Another problem could be that one set of async steps might have each step proceed so quickly (essentially immediately) that this task could “starve” the rest of the system by not letting any other tasks have a chance. To understand this possibility, you should read more about microtasks (aka Jobs). Basically, if each step in a promise chain resolves immediately, each subsequent step is scheduled “right away”, such that no other waiting asynchronous operations get to run.

Or what if you had ten sets of HTTP request/response cycles, but you need to make sure that no more than 3 of them were being processed at any given moment? Or perhaps you needed to not proceed ASAP but rather in a strictly round-robin order through the set of running tasks.

There’s probably half a dozen other scenarios where naive scheduling of the progression of async operations is not sufficient. In all those cases, we’d like to have more control.

An async function affords no such control because the promise-resumption step is baked into the engine. But a smarter run(..) utility driving your generators could absolutely selectively decide which ones to resume in which order.

By the way, while I’m being general about such scenarios for brevity sake, this is not purely theoretical. An open area of my research in async programming is CSP, Communicating Sequential Processes, the model for concurrency used in the go language and also in ClojureScript’s core.async.

Normally CSP processes are modeled in JS using generators, because you will in general have many of them running at the same time, and usually need fine grained control over which ones resume after others pause. Attempts have been made to model CSP using async functions, but I believe these systems are inherently flawed in that the library is susceptible to all the above limitations because it has no control over the scheduling.

CSP is one very concrete example of why it’s important to have scheduling control over async operations. async functions just don’t offer what we need, but generators do.

async functions vs Generators

OK, so let’s take stock of where we’re at.

First we examined how async functions work and what makes them so nice from a syntactic sugar perspective. But now we’ve seen several places where the tradeoff is that we lose control of potentially very important aspects of our asynchrony.

You may consider these limitations unimportant because you haven’t needed to do any of the fine-grained control described here. And that’s fine. The async function will serve you just fine.

But… what pain are you really enduring if you stuck with generators? Again, a side-by-side comparison:

function *foo(x) {
  try {

var y = yield getY( x );
return x + y;

} catch (err) {

return x;

} }

run( foo( 3 ) ) .then( function(result){ console.log( result ); } );

versus:

async function foo(x) {
  try {

var y = await getY( x );
return x + y;

} catch (err) {

return x;

} }

foo( 3 ) .then( function(result){ console.log( result ); } );

They’re almost identical.

In both versions you get localized synchronous semantics (including pause/resume and error handling), and you get a promise that represents the completion of the foo(..) task.

For generators, you do need the simple run(..) library utility, whereas with async functions, you don’t. But as we discussed, such a utility is only about a dozen lines of code in its simplest form. So is it actually that burdensome?

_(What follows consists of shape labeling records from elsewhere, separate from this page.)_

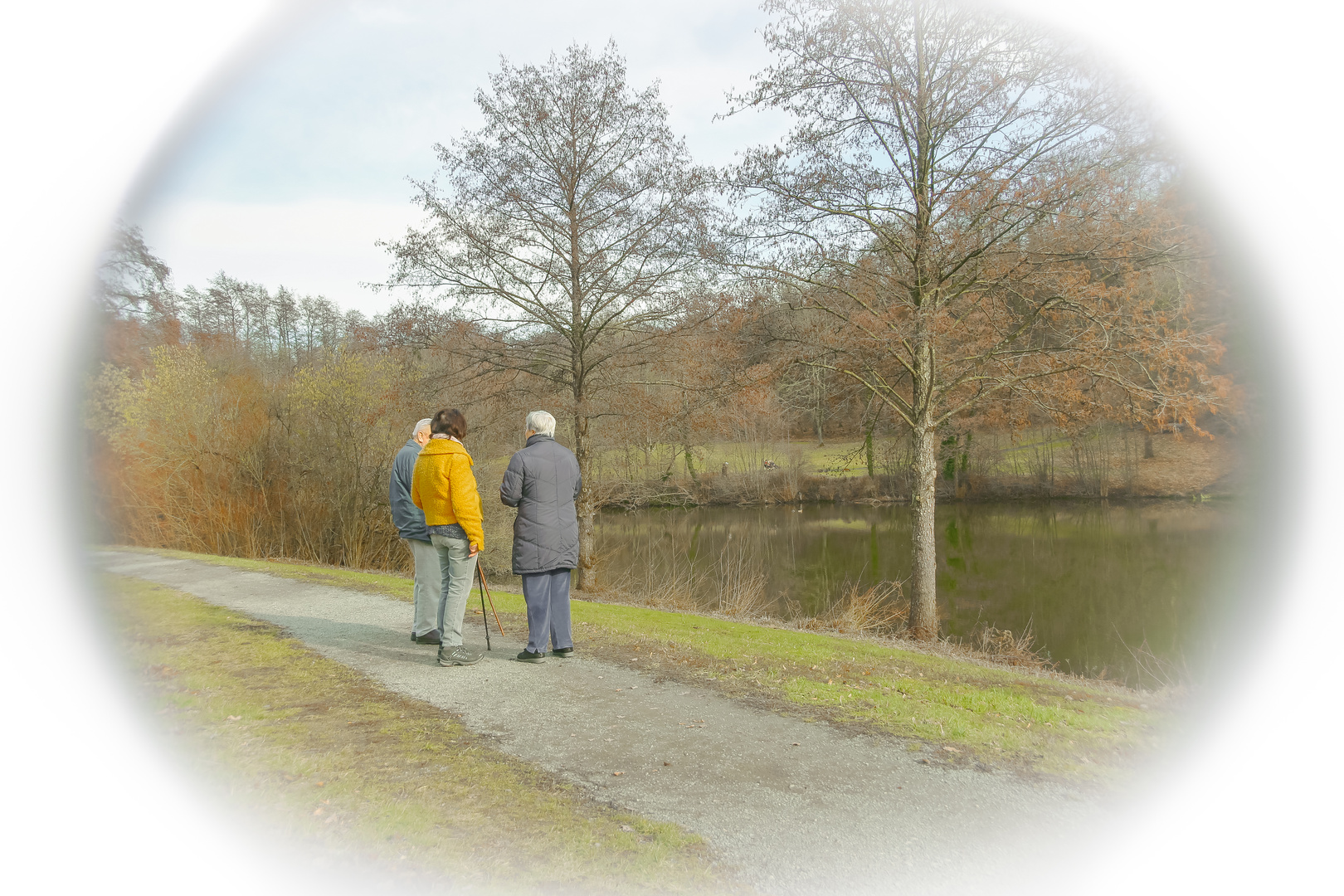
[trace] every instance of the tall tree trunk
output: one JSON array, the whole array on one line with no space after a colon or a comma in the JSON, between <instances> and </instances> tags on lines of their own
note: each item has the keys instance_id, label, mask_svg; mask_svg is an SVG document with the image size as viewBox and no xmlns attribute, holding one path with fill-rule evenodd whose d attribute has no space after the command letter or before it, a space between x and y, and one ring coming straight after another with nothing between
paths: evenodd
<instances>
[{"instance_id":1,"label":"tall tree trunk","mask_svg":"<svg viewBox=\"0 0 1344 896\"><path fill-rule=\"evenodd\" d=\"M578 591L597 587L597 566L593 562L593 517L597 514L597 508L593 501L593 455L589 451L587 426L589 419L581 407L574 412L574 457L579 462L579 476L583 477L579 497L574 502L579 517L579 566L574 571L574 587Z\"/></svg>"},{"instance_id":2,"label":"tall tree trunk","mask_svg":"<svg viewBox=\"0 0 1344 896\"><path fill-rule=\"evenodd\" d=\"M934 541L934 506L938 482L938 435L925 420L911 433L915 482L910 496L914 571L910 576L910 634L917 641L938 637L938 545Z\"/></svg>"},{"instance_id":3,"label":"tall tree trunk","mask_svg":"<svg viewBox=\"0 0 1344 896\"><path fill-rule=\"evenodd\" d=\"M934 138L931 133L929 62L923 34L923 8L914 15L915 86L915 339L911 351L910 410L915 481L910 494L914 572L910 592L910 634L918 641L938 637L938 548L934 541L934 500L938 482L938 435L934 431L934 345L931 314L937 305L937 277L930 269L933 235Z\"/></svg>"},{"instance_id":4,"label":"tall tree trunk","mask_svg":"<svg viewBox=\"0 0 1344 896\"><path fill-rule=\"evenodd\" d=\"M878 427L878 420L868 424L868 431L863 437L863 455L868 462L868 478L872 478L872 430Z\"/></svg>"}]
</instances>

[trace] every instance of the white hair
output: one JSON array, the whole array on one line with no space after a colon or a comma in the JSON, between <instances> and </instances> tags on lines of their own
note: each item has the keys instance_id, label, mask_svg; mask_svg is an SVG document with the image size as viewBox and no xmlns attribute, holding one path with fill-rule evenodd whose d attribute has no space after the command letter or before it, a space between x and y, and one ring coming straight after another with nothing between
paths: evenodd
<instances>
[{"instance_id":1,"label":"white hair","mask_svg":"<svg viewBox=\"0 0 1344 896\"><path fill-rule=\"evenodd\" d=\"M532 430L538 435L550 435L555 438L555 418L546 411L532 411L527 415L527 429Z\"/></svg>"}]
</instances>

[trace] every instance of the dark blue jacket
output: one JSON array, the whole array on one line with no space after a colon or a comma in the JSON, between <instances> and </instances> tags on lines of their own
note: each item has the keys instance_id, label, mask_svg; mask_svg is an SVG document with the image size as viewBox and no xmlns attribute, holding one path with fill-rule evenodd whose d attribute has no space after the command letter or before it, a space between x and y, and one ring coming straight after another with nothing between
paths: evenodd
<instances>
[{"instance_id":1,"label":"dark blue jacket","mask_svg":"<svg viewBox=\"0 0 1344 896\"><path fill-rule=\"evenodd\" d=\"M573 570L579 564L579 517L574 500L582 486L579 462L550 435L534 435L508 462L500 501L517 508L515 575Z\"/></svg>"},{"instance_id":2,"label":"dark blue jacket","mask_svg":"<svg viewBox=\"0 0 1344 896\"><path fill-rule=\"evenodd\" d=\"M425 510L411 504L411 472L415 469L419 450L415 439L406 439L406 445L396 453L391 482L387 484L387 504L392 508L392 525L403 539L429 541Z\"/></svg>"}]
</instances>

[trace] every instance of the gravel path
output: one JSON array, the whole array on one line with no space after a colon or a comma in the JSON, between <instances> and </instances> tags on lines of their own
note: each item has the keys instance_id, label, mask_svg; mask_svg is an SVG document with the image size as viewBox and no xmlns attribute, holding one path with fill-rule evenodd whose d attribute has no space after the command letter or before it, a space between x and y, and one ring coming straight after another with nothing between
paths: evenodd
<instances>
[{"instance_id":1,"label":"gravel path","mask_svg":"<svg viewBox=\"0 0 1344 896\"><path fill-rule=\"evenodd\" d=\"M582 643L574 658L523 664L509 631L482 662L445 669L434 647L410 642L401 600L156 555L94 559L274 622L603 802L698 832L765 893L997 888L1102 821L1095 801L1066 787L923 764L918 744L657 684ZM468 643L484 647L478 619L468 617Z\"/></svg>"}]
</instances>

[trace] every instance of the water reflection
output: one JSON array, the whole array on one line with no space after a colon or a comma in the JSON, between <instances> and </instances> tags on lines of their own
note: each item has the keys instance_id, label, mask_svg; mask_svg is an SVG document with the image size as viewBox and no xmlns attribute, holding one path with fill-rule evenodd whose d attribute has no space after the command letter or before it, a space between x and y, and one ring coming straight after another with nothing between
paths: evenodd
<instances>
[{"instance_id":1,"label":"water reflection","mask_svg":"<svg viewBox=\"0 0 1344 896\"><path fill-rule=\"evenodd\" d=\"M1207 656L1246 568L1246 513L1223 502L945 504L937 519L943 633L1030 622L1062 669L1090 676L1136 680L1144 643L1167 664ZM848 583L911 566L905 505L607 512L597 535L605 568L634 579L739 551L763 564L781 614L792 600L820 615Z\"/></svg>"}]
</instances>

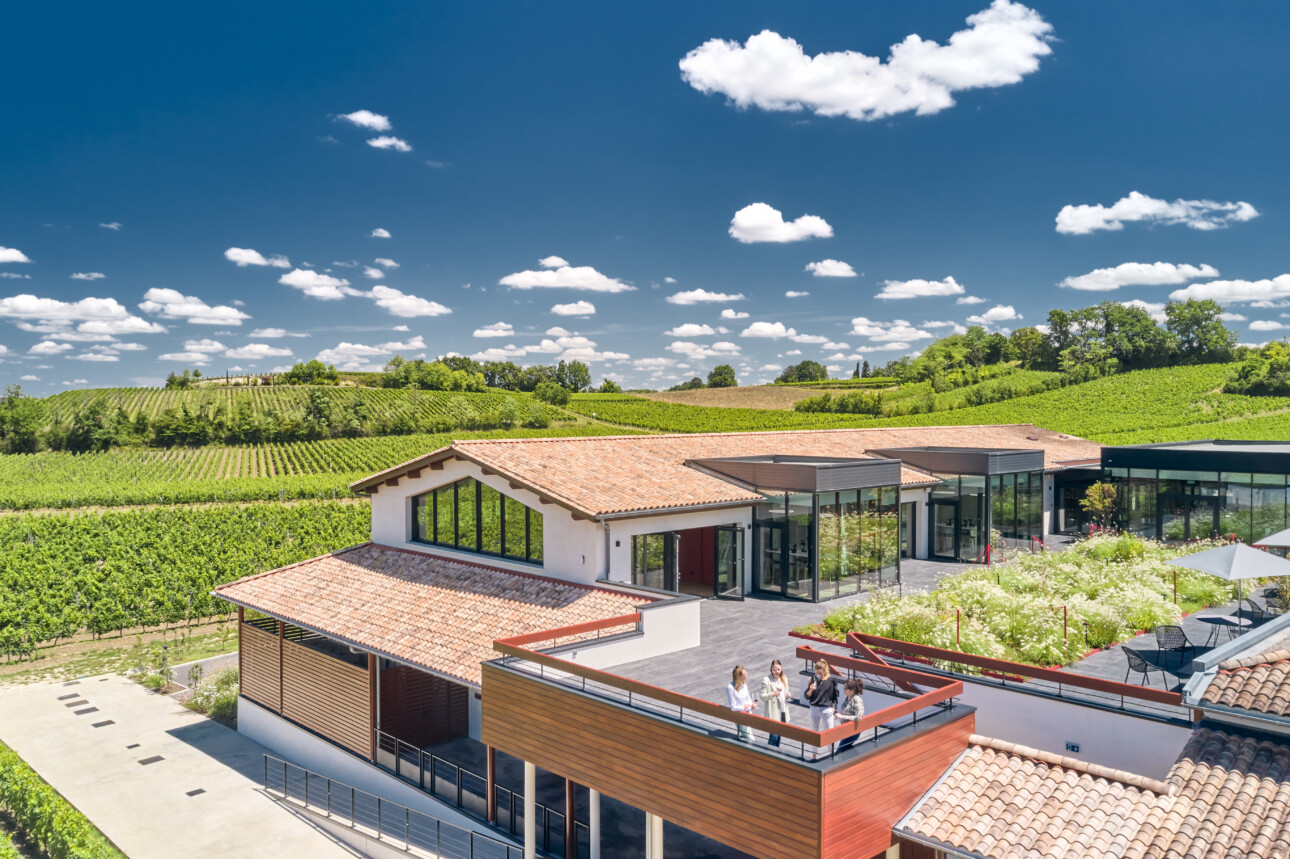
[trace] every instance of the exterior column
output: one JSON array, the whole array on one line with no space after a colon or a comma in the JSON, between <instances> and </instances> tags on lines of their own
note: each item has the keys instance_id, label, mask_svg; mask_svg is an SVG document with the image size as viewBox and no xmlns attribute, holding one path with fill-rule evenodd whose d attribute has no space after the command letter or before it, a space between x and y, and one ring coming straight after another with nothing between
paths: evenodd
<instances>
[{"instance_id":1,"label":"exterior column","mask_svg":"<svg viewBox=\"0 0 1290 859\"><path fill-rule=\"evenodd\" d=\"M600 859L600 791L591 792L587 811L591 816L591 859Z\"/></svg>"},{"instance_id":2,"label":"exterior column","mask_svg":"<svg viewBox=\"0 0 1290 859\"><path fill-rule=\"evenodd\" d=\"M524 762L524 859L538 856L538 767Z\"/></svg>"},{"instance_id":3,"label":"exterior column","mask_svg":"<svg viewBox=\"0 0 1290 859\"><path fill-rule=\"evenodd\" d=\"M565 859L578 859L578 804L573 779L565 779Z\"/></svg>"},{"instance_id":4,"label":"exterior column","mask_svg":"<svg viewBox=\"0 0 1290 859\"><path fill-rule=\"evenodd\" d=\"M663 859L663 818L645 813L645 859Z\"/></svg>"},{"instance_id":5,"label":"exterior column","mask_svg":"<svg viewBox=\"0 0 1290 859\"><path fill-rule=\"evenodd\" d=\"M488 749L485 762L488 766L488 822L497 824L497 749L491 745Z\"/></svg>"}]
</instances>

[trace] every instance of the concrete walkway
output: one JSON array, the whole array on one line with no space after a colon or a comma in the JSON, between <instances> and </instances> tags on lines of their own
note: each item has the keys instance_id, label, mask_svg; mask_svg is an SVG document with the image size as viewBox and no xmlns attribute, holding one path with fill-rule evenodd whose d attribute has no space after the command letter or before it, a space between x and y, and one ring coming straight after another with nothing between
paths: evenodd
<instances>
[{"instance_id":1,"label":"concrete walkway","mask_svg":"<svg viewBox=\"0 0 1290 859\"><path fill-rule=\"evenodd\" d=\"M130 859L356 855L259 789L268 749L124 677L0 690L0 739Z\"/></svg>"}]
</instances>

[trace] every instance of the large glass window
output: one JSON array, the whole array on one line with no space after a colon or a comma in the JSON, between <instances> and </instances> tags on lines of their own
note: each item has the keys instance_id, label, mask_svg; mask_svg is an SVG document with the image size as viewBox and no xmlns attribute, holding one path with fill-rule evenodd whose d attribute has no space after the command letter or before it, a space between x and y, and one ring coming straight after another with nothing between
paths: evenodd
<instances>
[{"instance_id":1,"label":"large glass window","mask_svg":"<svg viewBox=\"0 0 1290 859\"><path fill-rule=\"evenodd\" d=\"M412 499L413 540L542 562L542 513L463 477Z\"/></svg>"}]
</instances>

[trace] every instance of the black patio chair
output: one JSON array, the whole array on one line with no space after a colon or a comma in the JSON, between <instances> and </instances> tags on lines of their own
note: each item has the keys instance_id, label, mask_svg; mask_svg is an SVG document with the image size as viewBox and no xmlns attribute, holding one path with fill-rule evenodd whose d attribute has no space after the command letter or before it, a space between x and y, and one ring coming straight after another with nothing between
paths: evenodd
<instances>
[{"instance_id":1,"label":"black patio chair","mask_svg":"<svg viewBox=\"0 0 1290 859\"><path fill-rule=\"evenodd\" d=\"M1140 653L1138 653L1133 647L1121 646L1120 649L1124 650L1125 657L1129 658L1129 667L1125 669L1125 682L1129 682L1130 673L1138 672L1139 675L1142 675L1142 681L1138 685L1146 686L1148 685L1147 681L1149 680L1148 672L1151 672L1155 668L1156 671L1160 672L1161 684L1165 686L1165 689L1169 689L1169 675L1165 673L1164 668L1161 668L1160 666L1151 664L1149 662L1147 662L1146 658L1143 658Z\"/></svg>"},{"instance_id":2,"label":"black patio chair","mask_svg":"<svg viewBox=\"0 0 1290 859\"><path fill-rule=\"evenodd\" d=\"M1264 620L1271 620L1272 618L1277 617L1276 613L1268 611L1267 609L1264 609L1263 606L1260 606L1258 602L1255 602L1249 597L1246 597L1244 602L1245 602L1245 611L1242 614L1245 614L1245 617L1250 619L1251 624L1263 623Z\"/></svg>"},{"instance_id":3,"label":"black patio chair","mask_svg":"<svg viewBox=\"0 0 1290 859\"><path fill-rule=\"evenodd\" d=\"M1162 654L1176 653L1179 671L1183 668L1183 657L1187 651L1196 653L1196 645L1191 642L1182 627L1156 627L1156 647Z\"/></svg>"}]
</instances>

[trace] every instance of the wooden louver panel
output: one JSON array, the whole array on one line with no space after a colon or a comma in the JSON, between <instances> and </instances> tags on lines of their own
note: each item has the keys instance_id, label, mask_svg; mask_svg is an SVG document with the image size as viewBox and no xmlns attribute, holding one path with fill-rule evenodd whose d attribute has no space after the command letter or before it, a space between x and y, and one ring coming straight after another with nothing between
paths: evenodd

For the extra control we get, I think run(..) is an easy price to justify.

finally { .. }

For the majority of my async code, I believe generators+promises is a better, more flexible, more powerful option, at only a minimal expense.

I’d rather not start with async functions and then later realize that there are places where I need more control, and have to refactor back to generators. That’s especially true considering the complications of mixing the two forms that I addressed in part one.

async..await seems like a great feature. But it’s too simplistic, IMO. The small syntactic benefits are not worth the loss of control.